Si los expositores de los quioscos y tiendas de souvenirs de Roma tienen al menos el mismo valor demoscópico que las encuestas preelectorales en Estados Unidos, se permitirá interpretar que la apabullante cantidad de calendarios con la imagen de Francisco certifica su enorme popularidad. Si, además, queremos otorgarle la misma credibilidad a la opinión sobre las bondades de este Papa a un grupo de españoles pobres participante en el Jubileo con las personas excluidas que a la de los votantes de Trump sobre sus promesas electorales, Bergoglio vendría a ser como el único garante hoy día de la dignidad de los últimos en medio de un totum revolutum planetario.
Frente al tirón del que goza entre la gente de la calle, cada vez es también más evidente la soledad del Papa en el concierto internacional. Y la victoria de Trump, imposible sin el voto católico, por otra parte, no invita al optimismo.
Con una Europa lamiéndose su propio desconcierto, Francisco se ha convertido en un auténtico outsider, un hombre que esgrime implacable el Evangelio contra un sistema “terrorista” basado “en el control global del dinero”. Su discurso en el Encuentro Mundial de Movimientos Populares ha sido una declaración de intenciones para un “proceso de cambio” que ofrezca al mundo “una alternativa humana” al trumpismo de todo signo que se avecina.

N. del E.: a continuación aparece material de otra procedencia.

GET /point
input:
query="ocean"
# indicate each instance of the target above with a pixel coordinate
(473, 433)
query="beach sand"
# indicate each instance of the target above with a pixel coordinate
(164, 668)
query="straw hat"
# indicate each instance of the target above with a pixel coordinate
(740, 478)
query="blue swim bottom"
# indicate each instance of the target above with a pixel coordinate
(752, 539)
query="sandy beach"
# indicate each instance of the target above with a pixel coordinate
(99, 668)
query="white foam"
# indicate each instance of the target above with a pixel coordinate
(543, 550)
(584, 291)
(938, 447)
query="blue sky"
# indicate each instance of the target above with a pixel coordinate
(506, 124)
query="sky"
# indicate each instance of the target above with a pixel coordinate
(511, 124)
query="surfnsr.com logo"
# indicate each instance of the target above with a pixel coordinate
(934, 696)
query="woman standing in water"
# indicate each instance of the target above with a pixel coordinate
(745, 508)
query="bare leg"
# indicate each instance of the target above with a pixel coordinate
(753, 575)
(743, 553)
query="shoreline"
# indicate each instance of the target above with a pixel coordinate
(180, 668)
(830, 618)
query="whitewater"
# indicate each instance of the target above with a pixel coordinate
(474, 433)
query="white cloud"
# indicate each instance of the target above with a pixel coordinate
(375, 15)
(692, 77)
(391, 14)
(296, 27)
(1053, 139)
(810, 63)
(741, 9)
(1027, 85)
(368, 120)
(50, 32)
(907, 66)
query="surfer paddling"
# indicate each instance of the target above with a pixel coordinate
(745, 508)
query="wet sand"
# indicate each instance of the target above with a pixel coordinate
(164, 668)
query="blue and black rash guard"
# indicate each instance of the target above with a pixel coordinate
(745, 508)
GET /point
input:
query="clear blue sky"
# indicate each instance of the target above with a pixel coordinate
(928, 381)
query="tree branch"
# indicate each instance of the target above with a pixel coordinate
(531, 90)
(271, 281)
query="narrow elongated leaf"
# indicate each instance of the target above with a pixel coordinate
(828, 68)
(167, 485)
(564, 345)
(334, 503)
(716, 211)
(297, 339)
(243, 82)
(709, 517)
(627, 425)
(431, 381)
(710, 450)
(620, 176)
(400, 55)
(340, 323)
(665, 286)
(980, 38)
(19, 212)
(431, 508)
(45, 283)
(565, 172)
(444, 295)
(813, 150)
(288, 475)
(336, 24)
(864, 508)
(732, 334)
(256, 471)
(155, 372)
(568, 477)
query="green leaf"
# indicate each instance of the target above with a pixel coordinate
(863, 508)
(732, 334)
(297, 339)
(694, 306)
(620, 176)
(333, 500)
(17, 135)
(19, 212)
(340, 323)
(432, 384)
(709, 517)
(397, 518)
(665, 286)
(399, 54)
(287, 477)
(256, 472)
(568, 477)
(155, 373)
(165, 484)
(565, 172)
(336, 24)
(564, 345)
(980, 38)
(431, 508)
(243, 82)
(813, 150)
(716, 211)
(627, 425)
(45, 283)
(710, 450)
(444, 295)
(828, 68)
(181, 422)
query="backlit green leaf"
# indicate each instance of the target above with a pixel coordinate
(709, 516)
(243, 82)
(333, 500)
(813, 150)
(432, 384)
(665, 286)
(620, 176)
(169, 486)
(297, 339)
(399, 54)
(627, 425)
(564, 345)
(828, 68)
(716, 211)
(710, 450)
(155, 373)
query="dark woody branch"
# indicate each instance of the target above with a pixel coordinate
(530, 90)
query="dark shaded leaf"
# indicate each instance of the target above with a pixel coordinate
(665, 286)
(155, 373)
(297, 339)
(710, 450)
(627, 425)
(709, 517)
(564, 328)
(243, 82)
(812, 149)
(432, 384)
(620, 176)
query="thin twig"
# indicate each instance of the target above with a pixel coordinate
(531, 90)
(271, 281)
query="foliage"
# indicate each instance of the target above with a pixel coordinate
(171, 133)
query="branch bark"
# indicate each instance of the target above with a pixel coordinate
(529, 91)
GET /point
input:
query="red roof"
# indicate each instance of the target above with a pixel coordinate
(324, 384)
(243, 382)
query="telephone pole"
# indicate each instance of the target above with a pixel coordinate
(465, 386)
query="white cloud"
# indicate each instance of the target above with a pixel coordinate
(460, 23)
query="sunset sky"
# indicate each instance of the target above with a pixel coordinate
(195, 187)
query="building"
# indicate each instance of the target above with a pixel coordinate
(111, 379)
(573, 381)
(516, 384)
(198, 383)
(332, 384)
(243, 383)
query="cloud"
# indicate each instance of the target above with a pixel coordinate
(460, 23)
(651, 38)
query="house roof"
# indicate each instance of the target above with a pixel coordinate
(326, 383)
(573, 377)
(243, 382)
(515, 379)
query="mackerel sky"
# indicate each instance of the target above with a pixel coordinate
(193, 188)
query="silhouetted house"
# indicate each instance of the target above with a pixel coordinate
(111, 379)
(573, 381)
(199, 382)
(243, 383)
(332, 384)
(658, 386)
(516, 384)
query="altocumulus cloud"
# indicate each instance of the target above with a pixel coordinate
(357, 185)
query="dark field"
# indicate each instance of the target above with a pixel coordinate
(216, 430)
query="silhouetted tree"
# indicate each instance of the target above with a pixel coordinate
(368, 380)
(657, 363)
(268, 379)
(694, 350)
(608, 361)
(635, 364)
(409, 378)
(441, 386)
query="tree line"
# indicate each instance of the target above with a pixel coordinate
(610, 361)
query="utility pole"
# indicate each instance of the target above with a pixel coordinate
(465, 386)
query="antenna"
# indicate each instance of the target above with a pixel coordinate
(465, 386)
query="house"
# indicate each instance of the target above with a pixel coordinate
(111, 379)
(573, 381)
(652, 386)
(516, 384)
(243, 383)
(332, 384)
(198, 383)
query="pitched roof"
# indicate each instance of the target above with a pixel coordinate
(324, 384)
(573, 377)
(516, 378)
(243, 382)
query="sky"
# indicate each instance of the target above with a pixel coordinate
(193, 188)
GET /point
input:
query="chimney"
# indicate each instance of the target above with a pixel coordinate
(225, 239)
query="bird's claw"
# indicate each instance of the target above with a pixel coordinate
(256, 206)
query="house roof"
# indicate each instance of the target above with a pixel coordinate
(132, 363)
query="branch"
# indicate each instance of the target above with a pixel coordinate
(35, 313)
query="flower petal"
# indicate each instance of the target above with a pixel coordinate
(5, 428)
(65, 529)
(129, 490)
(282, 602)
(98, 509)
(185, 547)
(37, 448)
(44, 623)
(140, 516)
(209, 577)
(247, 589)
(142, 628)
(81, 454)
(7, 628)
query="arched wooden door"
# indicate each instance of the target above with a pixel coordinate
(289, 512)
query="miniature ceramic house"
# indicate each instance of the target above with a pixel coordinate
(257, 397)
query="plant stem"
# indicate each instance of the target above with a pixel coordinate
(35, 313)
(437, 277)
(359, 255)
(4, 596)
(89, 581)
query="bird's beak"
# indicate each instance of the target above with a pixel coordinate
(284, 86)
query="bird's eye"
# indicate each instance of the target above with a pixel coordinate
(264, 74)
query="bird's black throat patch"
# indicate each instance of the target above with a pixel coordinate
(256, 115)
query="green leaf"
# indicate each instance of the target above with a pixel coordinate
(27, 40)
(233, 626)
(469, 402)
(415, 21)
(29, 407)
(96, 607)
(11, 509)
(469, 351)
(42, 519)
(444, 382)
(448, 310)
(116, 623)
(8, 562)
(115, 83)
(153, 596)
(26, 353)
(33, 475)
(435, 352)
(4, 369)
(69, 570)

Igualmente contracultural cuando los populismos invocan, borrachos de tecnología, su particular muera la inteligencia, es la invitación que les ha hecho a estos movimientos en favor de una política de altura, creativa, con un “discernimiento colectivo” que se convierta en “acción transformadora”. Ahí es nada.
Y mientras el mundo está pariendo esta nueva era llena de incertidumbre, cuatro cardenales –ignoro su valor demoscópico– le piden cuentas al Papa por presunto maltrato a la Tradición. No consta que los purpurados hayan usado la misma fórmula de denuncia cuando, no hace tanto, algunos jabalíes se ensañaban impunemente con el Evangelio.